Vogel ve ark. (1993), A.B.D.’deki taşkın frekans standardının taşkın frekans analizlerinde Log-Pearson 3 ün kullanılmasını tavsiye etmesi ve birçok araştırmacının bu dağılıma alternatif olarak genelleştirilmiş ekstrem değer dağılımını göstermelerine rağmen, bunlara yeni bir alternatif üretmek amacıyla, A.B.D’nin güneybatısındaki 383 akarsu pik akım serileri üzerinde L-moment diyagramlarını kullanarak, değişik frekans modellerinin uygunluğunu araştırmışlardır. Aynı zamanda, orjinal Log-Pearson 3 dağılımının en uygun sonuç verdiğini gösteren Water Resources Council’in raporundaki yöntemleri tekrar denemişlerdir. Çalışmaları neticesinde, genel olarak, Log-Pearson 3, genelleştirilmiş ekstrem değer, iki ve üç parametreli Log-normal modeller bu bölgedeki taşkın akım değerlerine iyi yaklaşımlar sağladıklarını görmüşlerdir. Normal, Pearson ve Gumbel dağılımları gibi diğer dağılımlar yeterli performansı gösterememişlerdir.

16

Vogel ve Fennessey (1993), L moment diyagramlarının moment diyagramlarının yerini almaları gerektiği iddiası ile yaptıkları çalışmada, L moment ve moment diyagramlarının Massachusetts akarsuları verilerini kullanarak Gumbel, normal, uniform, üstel, Pearson-3, üç parametreli Log-normal, genelleştirilmiş Pareto, ekstrem değer, beş parametreli Wakeby dağılımları için L kurtosisi ve L çarpıklık arasındaki teorik ilişkiyi araştırmışlar ve aynı ilişkiyi momentler yöntemi için uyguladıklarında, L momentler diyagramının dağılımlara daha iyi uyduğunu tespit etmişlerdir.

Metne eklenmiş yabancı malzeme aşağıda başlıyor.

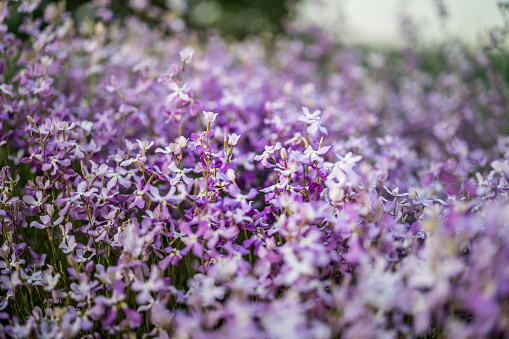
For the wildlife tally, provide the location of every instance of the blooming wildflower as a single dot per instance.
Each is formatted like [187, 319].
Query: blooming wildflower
[233, 139]
[266, 155]
[180, 174]
[210, 116]
[186, 55]
[181, 93]
[311, 156]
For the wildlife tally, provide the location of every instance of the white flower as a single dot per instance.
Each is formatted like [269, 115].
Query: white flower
[233, 139]
[210, 116]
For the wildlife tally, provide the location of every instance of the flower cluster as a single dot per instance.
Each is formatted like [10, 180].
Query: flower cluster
[316, 191]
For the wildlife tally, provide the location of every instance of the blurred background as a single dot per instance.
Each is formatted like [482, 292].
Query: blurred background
[371, 22]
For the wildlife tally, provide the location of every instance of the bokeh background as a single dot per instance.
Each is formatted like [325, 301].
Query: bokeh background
[370, 22]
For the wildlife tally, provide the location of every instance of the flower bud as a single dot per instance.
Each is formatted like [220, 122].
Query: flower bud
[173, 147]
[284, 154]
[230, 174]
[182, 142]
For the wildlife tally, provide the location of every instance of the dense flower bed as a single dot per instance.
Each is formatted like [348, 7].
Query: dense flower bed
[307, 190]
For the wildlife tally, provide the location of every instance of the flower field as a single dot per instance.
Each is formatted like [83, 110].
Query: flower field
[159, 185]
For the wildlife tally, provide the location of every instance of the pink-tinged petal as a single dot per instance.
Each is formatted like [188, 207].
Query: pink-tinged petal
[251, 194]
[163, 264]
[197, 249]
[187, 180]
[134, 318]
[37, 225]
[312, 128]
[29, 200]
[65, 162]
[173, 167]
[46, 219]
[140, 202]
[233, 190]
[323, 150]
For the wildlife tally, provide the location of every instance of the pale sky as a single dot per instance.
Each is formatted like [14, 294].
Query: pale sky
[376, 21]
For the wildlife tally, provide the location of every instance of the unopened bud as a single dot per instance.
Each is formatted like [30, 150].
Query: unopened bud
[182, 142]
[32, 122]
[173, 147]
[284, 154]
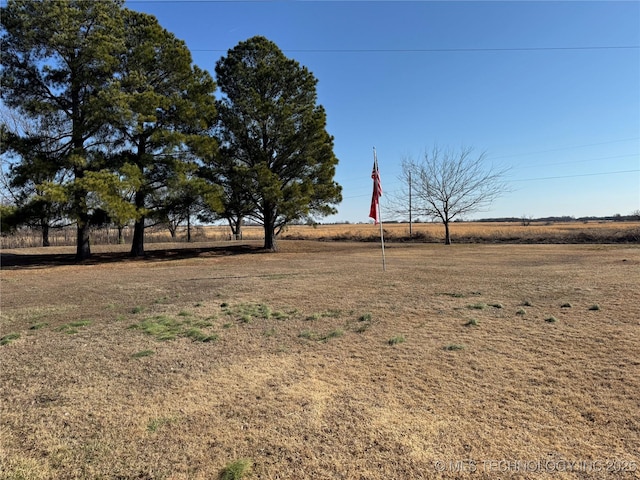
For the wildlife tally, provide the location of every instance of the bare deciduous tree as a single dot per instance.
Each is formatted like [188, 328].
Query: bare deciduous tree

Bargaoui (1994), maksimum olabilirlik, maksimum entropi ve momentler yöntemleri arasındaki ilişkiyi tespit etmek amacıyla, dört olasılık dağılım fonksiyonundan yararlanmıştır. Bu amaçla Weibull, Pearson 3, Galton ve Gumbel dağılımlarının söz konusu yöntemlerle parametre tahmin hesaplarını ortaya koymuştur. Sonuçta, maksimum olabilirlik ve maksimum entropi yöntemlerinin momentler yönteminden farklı olarak, toplum momentlerini merkezi olmayan örnek momentlerine eşit saydıklarından her iki yönteme eleştiri getirmiştir.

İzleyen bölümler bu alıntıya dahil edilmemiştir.